Verizon Wireless again posted accelerating revenue growth during the first quarter. Wireless services revenue increased 8.6% versus a year ago, the fastest pace since early 2012. The quarter’s revenue performance was largely the result of the strong customer gains Verizon Wireless has achieved over the past year. The postpaid base is nearly 6% larger than a year ago and revenue per customer continues to grow despite dilution from data-only devices, namely tablets. About 30% of postpaid accounts are now on shared data plans, nine months after launch, creating a path to continued data revenue growth.

While Verizon Wireless has added and upgraded lots of customers over the past year, the pace slowed during the first quarter. About 6.7% of postpaid customers upgraded during the quarter, lower than any period in 2012. Verizon has benefited from a more stringent upgrade policy implemented in 2011. The firm recently decided tighten its policy further, demonstrating confidence in the strength of its business in the face of new offerings from T-Mobile. The low upgrade rate during the quarter pushed wireless EBITDA up to 50.4% of services revenue, besting the previous record high set during the third quarter of 2012. The margin was also above management’s 49% to 50% target for the year.
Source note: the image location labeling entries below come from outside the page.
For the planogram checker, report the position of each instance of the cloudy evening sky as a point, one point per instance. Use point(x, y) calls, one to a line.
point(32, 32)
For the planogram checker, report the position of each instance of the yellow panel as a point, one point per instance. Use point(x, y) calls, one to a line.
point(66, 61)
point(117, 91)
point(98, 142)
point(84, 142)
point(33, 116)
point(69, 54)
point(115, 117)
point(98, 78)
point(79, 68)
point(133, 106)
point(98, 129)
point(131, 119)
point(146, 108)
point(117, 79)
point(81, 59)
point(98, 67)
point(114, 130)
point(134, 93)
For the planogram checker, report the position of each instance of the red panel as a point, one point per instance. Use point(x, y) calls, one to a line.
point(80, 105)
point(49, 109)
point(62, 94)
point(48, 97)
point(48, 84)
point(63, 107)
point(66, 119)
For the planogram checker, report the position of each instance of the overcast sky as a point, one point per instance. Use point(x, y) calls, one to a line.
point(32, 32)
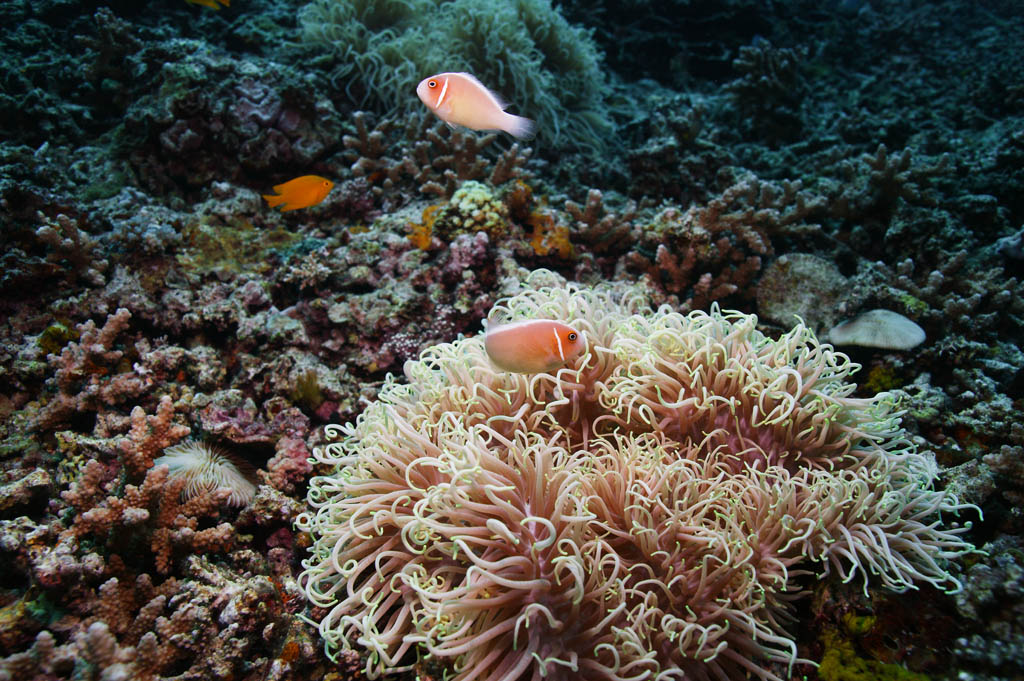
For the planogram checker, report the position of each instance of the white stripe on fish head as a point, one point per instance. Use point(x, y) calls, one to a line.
point(440, 97)
point(561, 352)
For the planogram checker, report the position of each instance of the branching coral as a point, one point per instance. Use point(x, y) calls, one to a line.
point(649, 511)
The launch of the next iPhone will likely pull margins down into that range.

The consumer fixed-line business produced solid growth during the quarter, with revenues up more than 4% yearover- year for the third quarter in a row. Verizon added 99,000 Internet access customers during the quarter, down slightly from a year ago but far better than the 21,000 added over the last three quarter of 2012 combined. Television customer additions similarly accelerated versus the back half of 2012, hitting 169,000 during the quarter. Also impressive, residential phone customer losses dropped to 85,000 from 148,000 during the same quarter a year ago, 238,000 two years ago and 311,000 three years ago. The addition of FiOS services has clearly benefited Verizon’s ability to retain phone customers.
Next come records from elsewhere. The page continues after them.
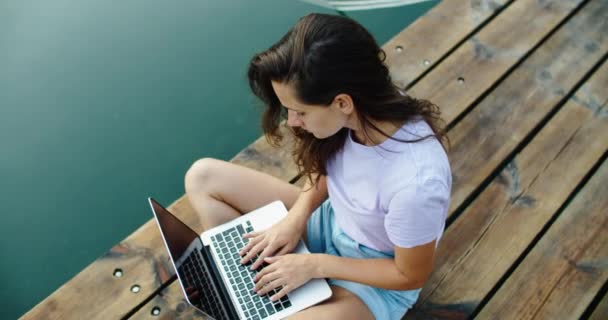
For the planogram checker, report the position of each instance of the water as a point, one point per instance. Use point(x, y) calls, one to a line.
point(103, 103)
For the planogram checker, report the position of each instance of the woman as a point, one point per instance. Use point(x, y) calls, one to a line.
point(378, 180)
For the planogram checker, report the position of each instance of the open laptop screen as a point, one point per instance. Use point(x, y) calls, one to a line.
point(177, 235)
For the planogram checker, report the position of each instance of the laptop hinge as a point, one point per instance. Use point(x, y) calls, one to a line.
point(219, 284)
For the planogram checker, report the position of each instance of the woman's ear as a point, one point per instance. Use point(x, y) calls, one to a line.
point(344, 103)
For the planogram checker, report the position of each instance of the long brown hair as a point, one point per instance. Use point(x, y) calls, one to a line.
point(320, 57)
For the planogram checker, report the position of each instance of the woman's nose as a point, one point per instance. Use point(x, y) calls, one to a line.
point(292, 119)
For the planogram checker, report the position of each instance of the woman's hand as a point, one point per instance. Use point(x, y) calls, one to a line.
point(277, 240)
point(289, 271)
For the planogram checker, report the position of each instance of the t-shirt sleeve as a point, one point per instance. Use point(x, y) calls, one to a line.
point(416, 214)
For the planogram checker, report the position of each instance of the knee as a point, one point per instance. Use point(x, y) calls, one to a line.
point(200, 174)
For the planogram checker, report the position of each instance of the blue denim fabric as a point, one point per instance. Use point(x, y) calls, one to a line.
point(324, 236)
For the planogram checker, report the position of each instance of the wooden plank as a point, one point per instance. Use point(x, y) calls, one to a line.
point(493, 231)
point(486, 56)
point(420, 46)
point(482, 61)
point(601, 310)
point(566, 269)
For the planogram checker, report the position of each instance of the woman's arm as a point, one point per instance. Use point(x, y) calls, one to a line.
point(409, 269)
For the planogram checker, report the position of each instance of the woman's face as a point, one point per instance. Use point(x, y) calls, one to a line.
point(320, 121)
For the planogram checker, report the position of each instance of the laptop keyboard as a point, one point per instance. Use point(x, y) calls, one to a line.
point(228, 244)
point(192, 272)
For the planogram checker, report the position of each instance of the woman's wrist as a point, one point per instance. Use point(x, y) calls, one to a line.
point(315, 262)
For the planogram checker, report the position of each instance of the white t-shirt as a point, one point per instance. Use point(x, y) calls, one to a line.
point(392, 194)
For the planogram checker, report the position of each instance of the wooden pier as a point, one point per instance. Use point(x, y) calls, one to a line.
point(523, 86)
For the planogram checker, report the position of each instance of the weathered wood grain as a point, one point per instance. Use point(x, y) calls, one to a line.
point(485, 57)
point(480, 246)
point(567, 267)
point(501, 121)
point(420, 46)
point(601, 310)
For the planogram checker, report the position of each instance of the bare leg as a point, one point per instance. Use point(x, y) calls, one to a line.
point(220, 191)
point(343, 304)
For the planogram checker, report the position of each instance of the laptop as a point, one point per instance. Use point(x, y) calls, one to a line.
point(210, 273)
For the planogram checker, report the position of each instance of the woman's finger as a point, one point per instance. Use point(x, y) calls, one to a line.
point(253, 251)
point(250, 244)
point(268, 282)
point(284, 250)
point(251, 234)
point(283, 292)
point(270, 249)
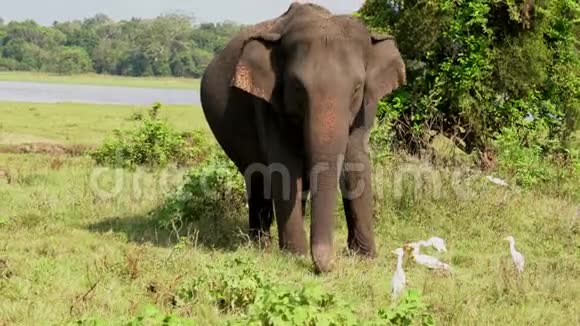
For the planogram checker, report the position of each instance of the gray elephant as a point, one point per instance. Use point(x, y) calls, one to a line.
point(292, 101)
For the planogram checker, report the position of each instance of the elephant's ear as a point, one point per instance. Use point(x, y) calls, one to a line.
point(385, 68)
point(255, 71)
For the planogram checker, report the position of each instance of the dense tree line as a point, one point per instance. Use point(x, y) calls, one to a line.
point(479, 70)
point(169, 45)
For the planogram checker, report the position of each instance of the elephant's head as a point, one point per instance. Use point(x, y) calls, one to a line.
point(327, 73)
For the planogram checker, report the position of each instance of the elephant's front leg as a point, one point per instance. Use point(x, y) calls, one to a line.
point(287, 191)
point(357, 196)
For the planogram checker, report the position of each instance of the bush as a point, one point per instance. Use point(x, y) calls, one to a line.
point(213, 192)
point(242, 290)
point(153, 144)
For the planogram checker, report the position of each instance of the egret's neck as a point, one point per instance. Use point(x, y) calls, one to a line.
point(400, 262)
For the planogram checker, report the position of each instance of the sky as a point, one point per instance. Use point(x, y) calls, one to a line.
point(45, 12)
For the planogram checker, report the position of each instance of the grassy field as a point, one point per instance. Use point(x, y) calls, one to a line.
point(68, 253)
point(73, 123)
point(102, 80)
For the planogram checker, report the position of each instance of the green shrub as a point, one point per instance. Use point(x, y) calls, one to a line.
point(213, 197)
point(476, 68)
point(253, 298)
point(410, 310)
point(155, 144)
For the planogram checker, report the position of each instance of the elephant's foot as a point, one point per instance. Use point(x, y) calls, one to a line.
point(322, 255)
point(296, 247)
point(260, 237)
point(362, 247)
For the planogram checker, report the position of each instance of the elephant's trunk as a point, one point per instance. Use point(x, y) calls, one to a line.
point(326, 134)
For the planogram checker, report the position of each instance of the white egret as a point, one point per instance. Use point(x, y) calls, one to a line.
point(517, 257)
point(435, 242)
point(399, 280)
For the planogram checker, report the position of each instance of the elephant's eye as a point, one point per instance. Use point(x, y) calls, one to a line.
point(357, 88)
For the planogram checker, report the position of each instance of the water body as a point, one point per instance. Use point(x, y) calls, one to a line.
point(54, 93)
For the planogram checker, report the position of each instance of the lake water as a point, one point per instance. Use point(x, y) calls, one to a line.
point(53, 93)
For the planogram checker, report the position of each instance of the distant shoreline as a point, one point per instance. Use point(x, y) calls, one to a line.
point(101, 80)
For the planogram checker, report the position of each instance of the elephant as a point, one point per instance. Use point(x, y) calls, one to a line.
point(291, 101)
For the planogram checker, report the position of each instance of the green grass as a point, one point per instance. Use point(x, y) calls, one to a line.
point(73, 255)
point(72, 123)
point(103, 80)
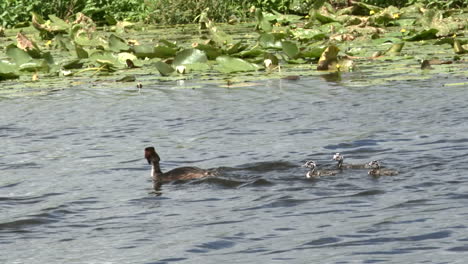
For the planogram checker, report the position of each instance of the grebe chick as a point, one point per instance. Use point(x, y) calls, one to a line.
point(182, 173)
point(313, 172)
point(340, 159)
point(377, 170)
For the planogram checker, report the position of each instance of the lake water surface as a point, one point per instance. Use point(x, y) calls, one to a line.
point(75, 188)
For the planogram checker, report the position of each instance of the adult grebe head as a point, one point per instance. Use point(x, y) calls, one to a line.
point(338, 157)
point(151, 155)
point(310, 164)
point(375, 164)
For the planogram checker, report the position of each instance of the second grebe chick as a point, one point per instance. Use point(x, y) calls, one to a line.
point(377, 170)
point(313, 172)
point(182, 173)
point(340, 159)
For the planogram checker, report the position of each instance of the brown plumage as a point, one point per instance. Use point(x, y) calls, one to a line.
point(182, 173)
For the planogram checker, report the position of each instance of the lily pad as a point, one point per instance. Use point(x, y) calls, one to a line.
point(290, 49)
point(164, 68)
point(190, 56)
point(8, 71)
point(228, 64)
point(328, 57)
point(425, 34)
point(19, 56)
point(117, 44)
Enterprise and wholesale fixed line revenues remain weak, down 2.6% and 7.2% respectively. The enterprise business is showing signs of life, though, as the revenue decline was entirely tied to equipment sales, which the firm has deemphasized. Strategic enterprise services revenue growth accelerated to 6% and these businesses now represent more than 55% of segment sales. The fixed-line EBITDA margin dropped to 21.4%, the lowest since mid-2011 excluding the storm-heavy fourth quarter last year. Management doesn’t expect to turn fixed-line margins during 2013 but remains confident that profitability will improve next year as new initiatives, like Redbox, contribute and the full benefit of a new union contract kick in.
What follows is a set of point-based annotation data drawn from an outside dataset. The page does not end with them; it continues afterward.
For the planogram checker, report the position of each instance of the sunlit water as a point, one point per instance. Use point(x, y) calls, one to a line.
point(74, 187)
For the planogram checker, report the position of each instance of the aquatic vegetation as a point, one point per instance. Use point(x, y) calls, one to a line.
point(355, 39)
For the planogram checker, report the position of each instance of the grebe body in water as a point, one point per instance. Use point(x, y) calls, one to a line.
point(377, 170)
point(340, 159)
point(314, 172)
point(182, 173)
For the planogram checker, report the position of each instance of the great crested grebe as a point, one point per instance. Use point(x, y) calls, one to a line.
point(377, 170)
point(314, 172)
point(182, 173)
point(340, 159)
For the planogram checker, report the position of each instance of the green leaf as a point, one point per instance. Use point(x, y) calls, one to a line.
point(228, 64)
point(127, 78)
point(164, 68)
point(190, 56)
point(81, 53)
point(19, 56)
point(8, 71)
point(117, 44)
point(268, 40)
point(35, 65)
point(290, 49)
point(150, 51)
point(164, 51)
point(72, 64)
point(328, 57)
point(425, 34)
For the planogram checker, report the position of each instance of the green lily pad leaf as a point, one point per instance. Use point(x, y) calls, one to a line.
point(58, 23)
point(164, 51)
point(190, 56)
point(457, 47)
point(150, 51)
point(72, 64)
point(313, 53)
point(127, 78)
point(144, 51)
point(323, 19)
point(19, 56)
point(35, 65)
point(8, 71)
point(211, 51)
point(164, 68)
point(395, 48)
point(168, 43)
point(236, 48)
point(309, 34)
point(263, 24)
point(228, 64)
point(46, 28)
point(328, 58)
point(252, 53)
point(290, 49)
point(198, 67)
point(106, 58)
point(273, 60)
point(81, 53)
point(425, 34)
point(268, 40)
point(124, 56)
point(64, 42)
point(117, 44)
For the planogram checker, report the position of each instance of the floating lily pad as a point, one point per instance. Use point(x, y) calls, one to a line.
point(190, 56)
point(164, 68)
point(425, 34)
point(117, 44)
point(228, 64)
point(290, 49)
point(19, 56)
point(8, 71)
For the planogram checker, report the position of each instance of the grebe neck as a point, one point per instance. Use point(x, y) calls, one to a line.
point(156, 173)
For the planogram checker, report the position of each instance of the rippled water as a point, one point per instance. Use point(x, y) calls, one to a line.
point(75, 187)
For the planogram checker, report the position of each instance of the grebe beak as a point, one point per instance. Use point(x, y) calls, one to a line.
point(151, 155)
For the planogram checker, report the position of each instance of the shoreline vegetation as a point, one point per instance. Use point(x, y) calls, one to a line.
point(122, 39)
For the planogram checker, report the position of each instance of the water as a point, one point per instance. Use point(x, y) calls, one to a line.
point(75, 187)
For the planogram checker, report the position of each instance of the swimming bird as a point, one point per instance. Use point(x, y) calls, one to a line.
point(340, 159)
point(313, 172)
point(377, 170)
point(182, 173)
Consolidated free cash flow totaled $3.9 billion during the quarter, up from $2.4 billion a year ago. Cash flow during the first quarter tends to vary from year to year as a result of the timing of tax payments and other movements in working capital. Cash flow within Verizon fell short of fully funding the dividend and a small amount of share repurchases during the quarter. Net debt at Verizon Wireless dropped to $6.2 billion from $9.3 billion at the end of 2012 while net debt at parent Verizon increased $1.4 billion to $40.5 billion. Verizon management again commented that it is interested in buying the 45% stake in Verizon Wireless that Vodafone holds, adding that it believes it can structure a deal to avoid tax consequences. This last detail seems like an indication that Verizon is thinking more seriously about a deal than it has in the past.